Performance Evaluation of Message Routing Strategies in the Internet of Robotic Things Using the D/M/c/K/FCFS Queuing Network

Abstract

The Internet of Robotic Things (IoRT) has emerged as a promising computing paradigm integrating the cloud/fog/edge computing continuum in the Internet of Things (IoT) to optimize the operations of intelligent robotic agents in factories. A single robot agent at the edge of the network can comprise hundreds of sensors and actuators; thus, the tasks performed by multiple agents can be computationally expensive, which are often possible by offloading the computing tasks to the distant computing resources in the cloud or fog computing layers. In this context, it is of paramount importance to assimilate the performance impact of different system components and parameters in an IoRT infrastructure to provide IoRT system designers with tools to assess the performance of their manufacturing projects at different stages of development.

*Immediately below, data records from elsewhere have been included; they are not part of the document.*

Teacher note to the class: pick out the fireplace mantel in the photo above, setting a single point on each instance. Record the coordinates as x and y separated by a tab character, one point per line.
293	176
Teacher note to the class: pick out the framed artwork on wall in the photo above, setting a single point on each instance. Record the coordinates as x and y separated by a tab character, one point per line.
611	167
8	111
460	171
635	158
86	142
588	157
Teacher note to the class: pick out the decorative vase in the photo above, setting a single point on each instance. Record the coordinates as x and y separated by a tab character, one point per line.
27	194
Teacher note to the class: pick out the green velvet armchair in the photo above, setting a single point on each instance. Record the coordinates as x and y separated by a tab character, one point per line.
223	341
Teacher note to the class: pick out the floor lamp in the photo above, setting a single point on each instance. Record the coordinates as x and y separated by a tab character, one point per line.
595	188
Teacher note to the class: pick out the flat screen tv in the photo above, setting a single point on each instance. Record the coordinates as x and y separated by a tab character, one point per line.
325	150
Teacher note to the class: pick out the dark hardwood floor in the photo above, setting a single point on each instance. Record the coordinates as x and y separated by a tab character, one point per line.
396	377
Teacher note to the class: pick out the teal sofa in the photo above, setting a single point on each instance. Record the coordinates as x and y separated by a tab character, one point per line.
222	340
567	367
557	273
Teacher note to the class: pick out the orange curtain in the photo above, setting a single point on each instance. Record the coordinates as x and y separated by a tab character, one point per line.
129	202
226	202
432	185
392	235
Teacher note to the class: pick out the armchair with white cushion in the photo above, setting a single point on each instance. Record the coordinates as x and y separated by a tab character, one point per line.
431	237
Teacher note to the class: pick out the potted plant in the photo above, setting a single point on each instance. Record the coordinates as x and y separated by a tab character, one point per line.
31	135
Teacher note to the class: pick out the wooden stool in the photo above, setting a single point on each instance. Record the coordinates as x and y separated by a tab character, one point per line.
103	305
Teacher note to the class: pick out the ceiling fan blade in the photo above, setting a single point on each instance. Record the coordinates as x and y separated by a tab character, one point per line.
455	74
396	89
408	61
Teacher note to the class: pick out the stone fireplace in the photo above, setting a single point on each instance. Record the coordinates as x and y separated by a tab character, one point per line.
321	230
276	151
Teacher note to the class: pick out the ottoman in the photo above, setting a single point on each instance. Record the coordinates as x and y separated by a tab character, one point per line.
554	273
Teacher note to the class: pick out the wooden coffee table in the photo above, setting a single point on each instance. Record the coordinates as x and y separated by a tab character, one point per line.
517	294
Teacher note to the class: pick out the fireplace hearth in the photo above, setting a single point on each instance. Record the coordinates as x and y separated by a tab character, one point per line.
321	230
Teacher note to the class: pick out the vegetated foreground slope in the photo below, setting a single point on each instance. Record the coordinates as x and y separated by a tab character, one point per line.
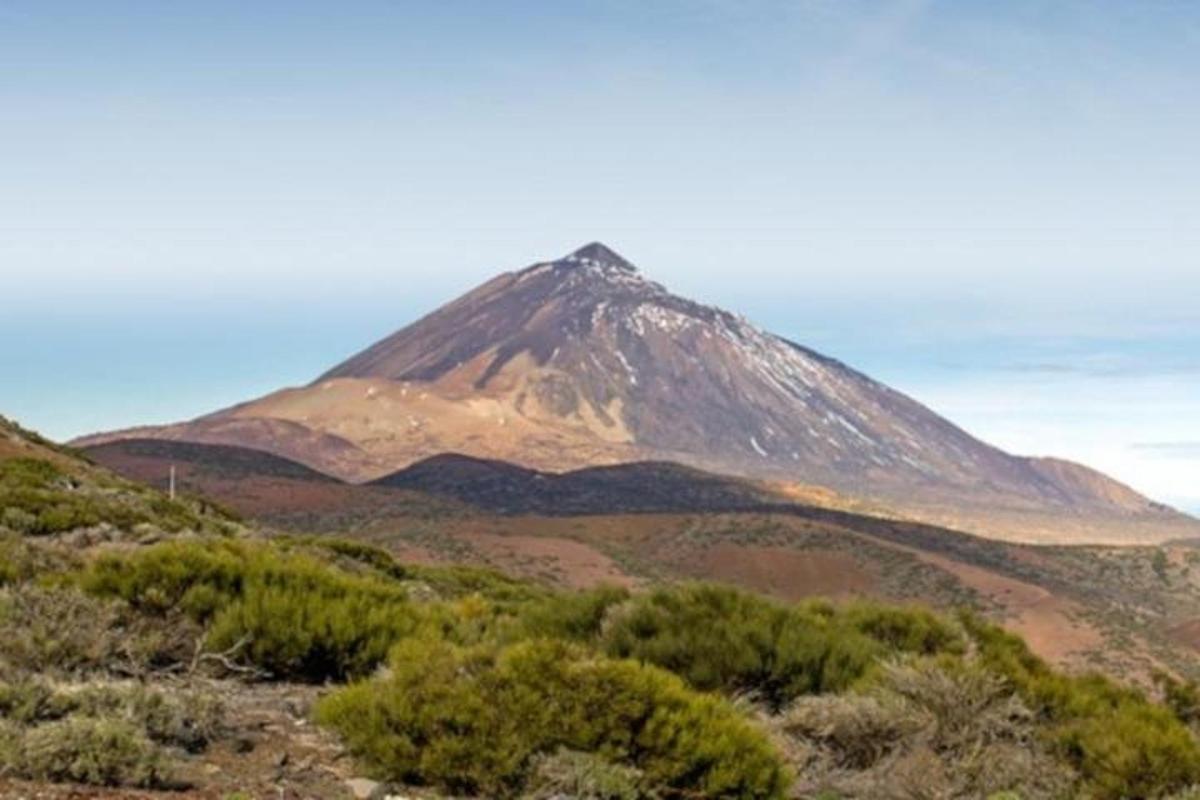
1126	609
582	361
501	687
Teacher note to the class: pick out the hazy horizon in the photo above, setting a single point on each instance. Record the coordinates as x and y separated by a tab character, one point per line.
991	209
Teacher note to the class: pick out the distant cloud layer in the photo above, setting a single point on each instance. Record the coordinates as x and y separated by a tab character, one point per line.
1171	450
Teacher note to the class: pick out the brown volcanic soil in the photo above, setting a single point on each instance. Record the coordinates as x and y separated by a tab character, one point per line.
582	361
1077	606
558	560
784	572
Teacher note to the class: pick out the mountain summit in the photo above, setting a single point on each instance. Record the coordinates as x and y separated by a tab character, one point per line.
582	361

Therefore, we propose in this article a performance evaluation methodology based on the D/M/c/K/FCFS queuing network pattern and present a queuing-network-based performance model for the performance assessment of compatible IoRT systems associated with the edge, fog, and cloud computing paradigms. To find the factors that expose the highest impact on the system performance in practical scenarios, a sensitivity analysis using the Design of Experiments (DoE) was performed on the proposed performance model. On the outputs obtained by the DoE, comprehensive performance analyses were conducted to assimilate the impact of different routing strategies and the variation in the capacity of the system components. The analysis results indicated that the proposed model enables the evaluation of how different configurations of the components of the IoRT architecture impact the system performance through different performance metrics of interest including the (i) mean response time, (ii) utilization of components, (iii) number of messages, and (iv) drop rate. This study can help improve the operation and management of IoRT infrastructures associated with the cloud/fog/edge computing continuum in practice.